The Ethics of Trust

Trust and ethical decision-making are intertwined. Ethical behavior usually enhances trust. Unethical behavior usually erodes trust. The former does not require perfection. Rather, best efforts to prioritize ethics in all decision-making and swiftly taking responsibility for and remedying, ethical failings, builds trust. The latter does not require perfection either. Even partially or potentially unethical behavior or a hint of impropriety generates the doubt that becomes a slippery slope to mistrust. Mistrust can lead to fear (such as the National Security Agency accessing personal data) or unhelpful self-protective measures (like home-made Ebola protection suits). Worse, mistrust often leads to further unethical behavior. Think of all of the athletes taking performance-enhancing drugs because they believe everyone does.

This month’s Top 5 collects some of the most insightful commentary and pertinent examples I have seen on the topic during the past month.

  1. Distrust and Ebola. Amidst headlines and tragic photos of Ebola raging through West Africa and landing in Dallas, The New York Times columnist David Brooks reminds us that distrust is one of the most distancing and contagious triggers of fear and panic. Mr. Brook’s insightful commentary sets the societal stage for distrust: our current society increases distance, in turn decreasing trust. A “segmented society” with a widening gap between leaders and ordinary citizens, the “instant news” that may scare viewers more than reality scares those on the ground, and “our culture’s tendency to distance itself from death” all exacerbate mistrust. Put simply, we trust less what we don’t know. Mistrust in turn triggers a vicious cycle increasing distance. He quotes George Eliot’s Middle March, “What loneliness is more lonely than distrust.” I couldn’t agree more with Mr. Brooks on all counts. Unethical behavior lurks within these distance-increasing and trust-decreasing examples, from income disparity to Ebola. See The New York Times Op-Ed
  1. Charitably untrustworthy. Somaly Mam, the Cambodian anti-trafficking campaigner and co-founder of the Somaly Mam foundation, lost all credibility when Newsweek revealed that she had fabricated her personal story as a trafficking victim and brothel slave. Mistrust slipped to utter disbelief and then outrage when we learned that her unethical behavior included coaching other girls to lie about their stories. Ms. Mam denies the accusations and justifies her behavior by pointing to the importance of the cause and even the young women who continue to revere her. Trafficking is irrefutably abhorrent and an urgent international priority.
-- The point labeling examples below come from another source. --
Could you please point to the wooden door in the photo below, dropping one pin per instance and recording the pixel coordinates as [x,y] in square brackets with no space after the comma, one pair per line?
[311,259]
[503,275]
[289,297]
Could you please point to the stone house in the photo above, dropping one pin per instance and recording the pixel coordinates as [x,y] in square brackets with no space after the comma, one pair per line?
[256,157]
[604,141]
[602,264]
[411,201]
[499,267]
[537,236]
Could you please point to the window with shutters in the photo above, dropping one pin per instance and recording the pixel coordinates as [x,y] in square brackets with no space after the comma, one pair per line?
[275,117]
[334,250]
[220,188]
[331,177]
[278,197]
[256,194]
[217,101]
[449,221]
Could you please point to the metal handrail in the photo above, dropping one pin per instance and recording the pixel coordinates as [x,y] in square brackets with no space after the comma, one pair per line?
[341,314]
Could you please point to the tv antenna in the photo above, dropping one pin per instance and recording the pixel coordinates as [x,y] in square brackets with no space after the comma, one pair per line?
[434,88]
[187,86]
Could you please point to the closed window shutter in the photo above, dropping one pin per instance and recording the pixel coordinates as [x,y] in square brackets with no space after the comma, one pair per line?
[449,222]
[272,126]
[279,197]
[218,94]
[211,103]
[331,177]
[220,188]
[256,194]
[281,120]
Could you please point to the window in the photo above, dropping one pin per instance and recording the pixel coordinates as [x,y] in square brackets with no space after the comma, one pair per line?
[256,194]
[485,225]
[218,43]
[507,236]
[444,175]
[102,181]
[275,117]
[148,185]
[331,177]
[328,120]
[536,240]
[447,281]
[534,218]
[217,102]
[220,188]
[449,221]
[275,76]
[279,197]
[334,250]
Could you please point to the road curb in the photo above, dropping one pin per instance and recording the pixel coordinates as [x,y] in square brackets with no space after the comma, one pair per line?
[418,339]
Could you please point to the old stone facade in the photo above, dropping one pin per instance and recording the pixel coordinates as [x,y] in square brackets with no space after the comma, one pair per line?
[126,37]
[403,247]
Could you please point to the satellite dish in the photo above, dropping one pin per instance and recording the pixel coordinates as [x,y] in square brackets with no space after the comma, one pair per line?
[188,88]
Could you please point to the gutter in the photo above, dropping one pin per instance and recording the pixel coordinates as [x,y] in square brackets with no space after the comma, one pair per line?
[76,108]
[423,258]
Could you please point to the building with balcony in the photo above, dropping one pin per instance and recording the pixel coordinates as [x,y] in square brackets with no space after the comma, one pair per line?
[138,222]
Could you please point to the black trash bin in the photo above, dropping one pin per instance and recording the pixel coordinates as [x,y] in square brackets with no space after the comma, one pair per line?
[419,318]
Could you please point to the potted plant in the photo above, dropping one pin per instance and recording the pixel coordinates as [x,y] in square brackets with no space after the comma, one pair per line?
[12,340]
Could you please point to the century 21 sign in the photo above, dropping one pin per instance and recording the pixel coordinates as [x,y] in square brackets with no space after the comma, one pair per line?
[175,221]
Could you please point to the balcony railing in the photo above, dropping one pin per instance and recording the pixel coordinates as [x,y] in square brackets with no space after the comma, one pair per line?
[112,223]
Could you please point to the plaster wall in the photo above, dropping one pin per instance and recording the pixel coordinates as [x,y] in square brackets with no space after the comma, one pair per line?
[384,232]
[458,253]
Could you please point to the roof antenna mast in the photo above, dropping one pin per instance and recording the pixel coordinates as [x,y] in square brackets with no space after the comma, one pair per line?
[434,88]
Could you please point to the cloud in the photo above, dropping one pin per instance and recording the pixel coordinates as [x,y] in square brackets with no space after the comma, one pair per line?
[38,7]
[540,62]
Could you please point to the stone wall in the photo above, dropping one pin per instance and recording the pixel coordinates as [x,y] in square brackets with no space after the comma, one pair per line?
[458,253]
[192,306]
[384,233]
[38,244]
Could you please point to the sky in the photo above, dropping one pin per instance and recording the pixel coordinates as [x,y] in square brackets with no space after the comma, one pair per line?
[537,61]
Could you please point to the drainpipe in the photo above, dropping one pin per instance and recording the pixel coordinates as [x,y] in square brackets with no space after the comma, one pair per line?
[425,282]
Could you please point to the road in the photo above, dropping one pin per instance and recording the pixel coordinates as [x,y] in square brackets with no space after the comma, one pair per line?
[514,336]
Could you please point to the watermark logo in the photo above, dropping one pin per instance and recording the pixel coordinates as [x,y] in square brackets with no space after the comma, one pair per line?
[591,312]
But lying is not a means to end this horror. Unethical behavior undercuts trust in legitimate efforts to end this nightmare from human rights campaigners and non-profit organizations to donors and concerned citizens taking the time to read up. Most importantly, Somaly Mam disrespected the victims and sent the message that their genuine suffering is not sufficient to warrant political, financial, and legal engagement from the global community. She positioned herself as the unethical and untrustworthy designer-clad center of attention, watching as her fabricated trust contagiously engaged celebrities and highly respected journalists from Sheryl Sandberg to Nicholas Kristoff. Let’s give them the benefit of the doubt. Most importantly, let’s trust those who fight trafficking ethically and join the war against this terror. See my blog post “The Wrong Story”, Newsweek Coverage, Somaly Mam’s Book and the recent Marie Claire’s Article.
  1. Trust A recommendation; Geoffrey Hosking’s book Trust just recently reviewed by the Financial Times interestingly links trust to everything from symbolic systems in our society (e.g. religious institutions) to the importance today of historical perceptions of trust. FT Review
  1. Branding trust. This week, like every other in the past six months, brought an update of the General Motors ignitions case. We expect widely available brands such as General Motors to integrate the importance of the public trust, and in particular their customers’ trust, in every decision they make. Put bluntly, we expect them not to leave cars on the road knowing that ignition problems had already killed or to settle legal claims involving the loss of human life in secret. We expect the same of the regulators that oversee these brands (The National Highway Traffic Safety Administration in the case of GM). General Motors is not alone. We also expect fast food chains, retailers, and tech companies to treat their workers fairly so that we are not purchasing child labor when we buy a burger, a t-shirt, or a smart phone. Cases like GM that knowingly jeopardize human life flip the positive societal position of trusting until a person or organization is proven untrustworthy. Unethical behavior shifts the default position of society from trusting brands that thrive through the support of ordinary consumers to mistrusting them. Everyone loses, but the companies lose most. We collectively brand companies as untrustworthy. Corporate names become short-hand for disaster (think the retailers linked to the collapsing Bangladesh garment factories). See e.g. The New York Times’ articles: “Death Toll Rises to 29 in G.M. Switch Defect” or “In Surprise, Top Lawyer at G.M. Sets Retirement
  1. Trust Wildcard. This last one is for every decision that fails to integrate ethics in real time…thereby eroding trust. I challenge you to find an exception.